How can you replace a device in a Linux Software RAID?

The state of the active Linux software RAID devices can be viewed by running:

cat /proc/mdstat

Software RAID in Linux is implemented by the multiple devices (MD) driver. MD devices can be managed via the mdadm utility. Read the man page for more details on usage.


When an error is returned to the operating system on a member device of a MD device, the MD driver will mark the member device as failed. An example of a failed device is:

# cat /proc/mdstat
Personalities : [raid1]
read_ahead 1024 sectors
Event: 11
md4 : active raid1 sdb1[1] sda1[0](F)
      513984 blocks [2/1] [_U]
unused devices: <none>



n the output above, the (F) indicates that the device /dev/sda1 is in a failed state.

The array members status [_U] shows which member devices are Up. In this case it shows that the second numbered member (i.e. the device with [1]). If you are confused, simply look for the (F).

Disk Removal

The procedure is pretty similar for ATA, SATA, SAS and SCSI systems, but SCSI, SAS & SATA let you hot add/remove drives. This step only deals with hot removal.

  1. Determine the device name of the failed disk. It is absolutely imperative that you do not stuff this step up.

  2. Disable smartd as this will prevent us from pulling the device from the RAID array:

    service smartd stop || /etc/init.d/smartd stop
    ps -C smartd

  3. Gather the list of all md devices that contain the failed disc:

    grep /dev/FAILED /proc/mdstat

    Where FAILED is your disk that has failed, e.g sda

  4. Remove the drive from all MD devices. For all partitions on the drive with the failure run:

    mdadm -f /dev/mdX /dev/FAILED_PARTX
    mdadm -r /dev/mdX /dev/FAILED_PARTX

  5. For hotswap SCSI/SATA/SAS, tell Linux to remove the device:
    1. Firstly, get the drive id:

      # cat /proc/scsi/scsi
      Host: scsi0 Channel: 00 Id: 00 Lun: 00
        Vendor: FUJITSU  Model: MAW3073NC        Rev: 0104
        Type:   Direct-Access                    ANSI SCSI revision: 03
      Host: scsi0 Channel: 00 Id: 01 Lun: 00
        Vendor: FUJITSU  Model: MAW3073NC        Rev: 0104
        Type:   Direct-Access                    ANSI SCSI revision: 03

    2. In this case, we want to remove the first drive:

      echo "scsi remove-single-device" 0 0 0 0 > /proc/scsi/scsi

  6. Now remove the fail disk from the machine.

Disk Addition

At this stage you should have grub installed on the remain hard disks that contain /boot.

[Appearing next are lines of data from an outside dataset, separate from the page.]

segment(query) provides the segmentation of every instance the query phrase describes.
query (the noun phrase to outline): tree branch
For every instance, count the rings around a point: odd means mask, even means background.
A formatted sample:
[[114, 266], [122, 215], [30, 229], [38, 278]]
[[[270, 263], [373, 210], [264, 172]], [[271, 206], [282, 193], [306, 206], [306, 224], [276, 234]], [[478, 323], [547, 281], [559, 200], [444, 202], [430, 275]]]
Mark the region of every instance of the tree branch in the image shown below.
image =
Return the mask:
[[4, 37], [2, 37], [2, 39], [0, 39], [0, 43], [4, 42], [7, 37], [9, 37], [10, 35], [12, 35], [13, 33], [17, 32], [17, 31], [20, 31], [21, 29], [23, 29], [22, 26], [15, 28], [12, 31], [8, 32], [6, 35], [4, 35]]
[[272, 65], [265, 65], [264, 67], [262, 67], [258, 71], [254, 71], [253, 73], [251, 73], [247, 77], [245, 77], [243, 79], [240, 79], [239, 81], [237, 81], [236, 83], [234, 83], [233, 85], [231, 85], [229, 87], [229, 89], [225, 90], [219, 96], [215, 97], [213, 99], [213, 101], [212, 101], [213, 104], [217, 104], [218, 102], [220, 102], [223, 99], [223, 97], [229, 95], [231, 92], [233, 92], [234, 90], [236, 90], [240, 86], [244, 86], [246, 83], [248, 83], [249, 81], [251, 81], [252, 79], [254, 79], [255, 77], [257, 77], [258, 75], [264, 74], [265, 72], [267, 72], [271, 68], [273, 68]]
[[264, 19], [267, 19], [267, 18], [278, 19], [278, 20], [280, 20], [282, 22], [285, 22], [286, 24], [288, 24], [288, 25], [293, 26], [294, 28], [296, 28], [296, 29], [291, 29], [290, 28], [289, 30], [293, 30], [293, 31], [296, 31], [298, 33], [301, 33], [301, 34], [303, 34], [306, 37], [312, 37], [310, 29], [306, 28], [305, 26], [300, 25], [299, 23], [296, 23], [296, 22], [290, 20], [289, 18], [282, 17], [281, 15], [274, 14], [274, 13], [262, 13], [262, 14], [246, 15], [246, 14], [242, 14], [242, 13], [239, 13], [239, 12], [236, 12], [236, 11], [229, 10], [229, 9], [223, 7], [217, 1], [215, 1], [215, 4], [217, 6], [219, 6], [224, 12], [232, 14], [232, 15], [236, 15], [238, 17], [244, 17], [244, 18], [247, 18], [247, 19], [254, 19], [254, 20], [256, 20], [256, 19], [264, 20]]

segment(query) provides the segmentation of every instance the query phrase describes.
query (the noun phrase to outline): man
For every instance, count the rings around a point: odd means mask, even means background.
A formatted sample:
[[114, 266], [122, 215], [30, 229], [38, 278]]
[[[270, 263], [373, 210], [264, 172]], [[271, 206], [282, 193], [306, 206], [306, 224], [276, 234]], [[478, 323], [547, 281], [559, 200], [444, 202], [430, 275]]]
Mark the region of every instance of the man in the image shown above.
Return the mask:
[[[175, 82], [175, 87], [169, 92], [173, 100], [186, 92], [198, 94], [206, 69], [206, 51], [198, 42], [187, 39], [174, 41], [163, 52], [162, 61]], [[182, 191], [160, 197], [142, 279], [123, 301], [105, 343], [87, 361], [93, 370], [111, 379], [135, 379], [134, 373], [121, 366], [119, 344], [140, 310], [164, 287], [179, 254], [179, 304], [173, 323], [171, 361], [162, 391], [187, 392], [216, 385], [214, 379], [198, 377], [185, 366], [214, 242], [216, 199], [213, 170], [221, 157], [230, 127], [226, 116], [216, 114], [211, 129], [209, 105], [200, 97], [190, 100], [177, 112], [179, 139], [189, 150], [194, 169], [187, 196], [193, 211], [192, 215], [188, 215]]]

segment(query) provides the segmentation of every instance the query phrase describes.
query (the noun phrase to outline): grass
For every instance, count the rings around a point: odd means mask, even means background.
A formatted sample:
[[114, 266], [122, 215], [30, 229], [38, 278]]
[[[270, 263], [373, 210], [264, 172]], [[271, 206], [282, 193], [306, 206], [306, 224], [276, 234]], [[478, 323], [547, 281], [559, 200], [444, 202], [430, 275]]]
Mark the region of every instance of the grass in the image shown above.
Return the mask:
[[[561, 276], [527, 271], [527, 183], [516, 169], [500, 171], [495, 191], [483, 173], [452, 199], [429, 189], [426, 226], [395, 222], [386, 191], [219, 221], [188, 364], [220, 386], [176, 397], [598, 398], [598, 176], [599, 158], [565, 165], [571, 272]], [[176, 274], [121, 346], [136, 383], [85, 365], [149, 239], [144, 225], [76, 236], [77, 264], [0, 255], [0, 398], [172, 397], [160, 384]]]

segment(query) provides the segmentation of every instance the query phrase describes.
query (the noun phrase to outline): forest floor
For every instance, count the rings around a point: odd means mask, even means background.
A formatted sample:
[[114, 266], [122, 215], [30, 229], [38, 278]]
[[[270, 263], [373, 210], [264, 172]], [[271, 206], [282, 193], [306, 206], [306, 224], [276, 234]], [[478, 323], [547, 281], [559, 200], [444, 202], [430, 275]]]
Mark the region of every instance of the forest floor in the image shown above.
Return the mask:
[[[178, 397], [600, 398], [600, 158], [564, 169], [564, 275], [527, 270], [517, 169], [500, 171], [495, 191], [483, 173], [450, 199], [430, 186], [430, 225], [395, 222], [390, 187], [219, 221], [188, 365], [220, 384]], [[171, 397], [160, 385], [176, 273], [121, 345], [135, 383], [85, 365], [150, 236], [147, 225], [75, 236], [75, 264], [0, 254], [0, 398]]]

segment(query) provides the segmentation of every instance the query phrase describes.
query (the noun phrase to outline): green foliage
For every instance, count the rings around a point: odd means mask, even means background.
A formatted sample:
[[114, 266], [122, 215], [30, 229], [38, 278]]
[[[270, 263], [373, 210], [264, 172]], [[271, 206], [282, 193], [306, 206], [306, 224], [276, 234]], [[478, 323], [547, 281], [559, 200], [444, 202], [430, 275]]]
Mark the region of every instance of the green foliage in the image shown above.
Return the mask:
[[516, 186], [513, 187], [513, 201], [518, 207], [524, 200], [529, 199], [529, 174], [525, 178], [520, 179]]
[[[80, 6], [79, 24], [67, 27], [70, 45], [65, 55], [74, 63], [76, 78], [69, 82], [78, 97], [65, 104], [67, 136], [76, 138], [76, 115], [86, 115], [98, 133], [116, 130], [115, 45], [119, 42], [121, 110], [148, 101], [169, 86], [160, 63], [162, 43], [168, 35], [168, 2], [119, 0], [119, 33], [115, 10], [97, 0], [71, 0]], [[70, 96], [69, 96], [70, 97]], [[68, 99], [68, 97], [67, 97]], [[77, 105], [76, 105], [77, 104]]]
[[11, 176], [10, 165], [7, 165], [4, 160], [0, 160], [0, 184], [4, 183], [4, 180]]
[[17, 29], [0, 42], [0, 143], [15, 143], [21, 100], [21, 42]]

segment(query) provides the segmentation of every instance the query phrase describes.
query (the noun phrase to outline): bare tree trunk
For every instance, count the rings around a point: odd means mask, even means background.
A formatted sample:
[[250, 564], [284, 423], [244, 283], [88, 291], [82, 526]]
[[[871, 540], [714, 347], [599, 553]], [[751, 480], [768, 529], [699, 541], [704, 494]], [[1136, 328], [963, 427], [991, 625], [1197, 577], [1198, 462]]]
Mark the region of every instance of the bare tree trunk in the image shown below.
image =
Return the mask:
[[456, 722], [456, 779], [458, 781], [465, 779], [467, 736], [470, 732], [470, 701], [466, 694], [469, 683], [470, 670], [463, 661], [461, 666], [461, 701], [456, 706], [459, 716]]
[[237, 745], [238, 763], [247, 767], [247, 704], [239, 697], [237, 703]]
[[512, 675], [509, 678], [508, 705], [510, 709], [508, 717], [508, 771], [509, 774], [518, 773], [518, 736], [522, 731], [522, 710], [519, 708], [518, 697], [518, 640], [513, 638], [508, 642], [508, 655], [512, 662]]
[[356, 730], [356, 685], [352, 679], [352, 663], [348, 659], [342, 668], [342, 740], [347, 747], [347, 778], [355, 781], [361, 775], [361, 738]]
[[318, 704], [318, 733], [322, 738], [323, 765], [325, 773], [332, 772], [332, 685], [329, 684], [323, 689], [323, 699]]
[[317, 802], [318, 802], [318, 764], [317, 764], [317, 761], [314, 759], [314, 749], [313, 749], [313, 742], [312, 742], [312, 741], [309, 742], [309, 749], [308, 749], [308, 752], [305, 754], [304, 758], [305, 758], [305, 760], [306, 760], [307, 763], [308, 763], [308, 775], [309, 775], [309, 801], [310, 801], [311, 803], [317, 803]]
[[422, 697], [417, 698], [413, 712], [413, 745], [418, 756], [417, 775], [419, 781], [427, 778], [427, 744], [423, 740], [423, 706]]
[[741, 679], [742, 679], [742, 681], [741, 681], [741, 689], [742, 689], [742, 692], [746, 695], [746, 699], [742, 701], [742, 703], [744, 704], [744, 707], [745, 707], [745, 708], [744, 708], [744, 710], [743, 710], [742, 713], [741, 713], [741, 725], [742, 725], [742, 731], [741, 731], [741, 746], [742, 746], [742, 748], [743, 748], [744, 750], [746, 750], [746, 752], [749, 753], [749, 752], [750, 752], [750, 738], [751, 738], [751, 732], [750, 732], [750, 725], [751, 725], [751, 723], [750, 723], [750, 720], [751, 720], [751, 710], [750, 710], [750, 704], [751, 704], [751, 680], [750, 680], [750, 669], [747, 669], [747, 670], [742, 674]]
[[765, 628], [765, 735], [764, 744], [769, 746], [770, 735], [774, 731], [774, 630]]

  1. Insert the new hdd into the server, it should be of equal or greater capacity. And equal or greater RPM spindle speed.
  2. Now you need re-detect the hard disk on the SCSI channel you removed one from earlier.

    echo "scsi add-single-device" 0 0 0 0 > /proc/scsi/scsi

  3. Confirm you can see the new hard disk when you run cat /proc/scsi/scsi

Partition Table Setup & Raid Re-Sync

Now that you have the replacement drive installed into the machine you want to setup the partition table on the disk so you can begin a raid re-sync.

The easiest way to copy the partition table from disk to another, is to use sfdisk.

  1. To copy the partition table from /dev/sdb to /dev/sda you would run

    sfdisk -d /dev/sdb | sfdisk /dev/sda

  2. Check that it’s re-silvering. MD will intelligently queue the partitions so the drives aren’t hammered by several parallel reads/writes.

    cat /proc/mdstat

Clean Up

At this stage you should have a machine suffering from heavy IO load as MDADM re-syncs the raid array. If you are finding the load is causing to much of an impact on your business operations, you can slow down the rate of syncing.

  • Sync Speed:

    1. To check the max rate of the raid re-sync on the md1 raid device you would run

      cat /sys/block/md1/md/sync_speed_max

    2. To change this value you would use the echo command like such

      echo "50000" > /sys/block/md1/md/sync_speed_max


    1. Now that the drive has been swapped, you want to start smartd again

      service smartd start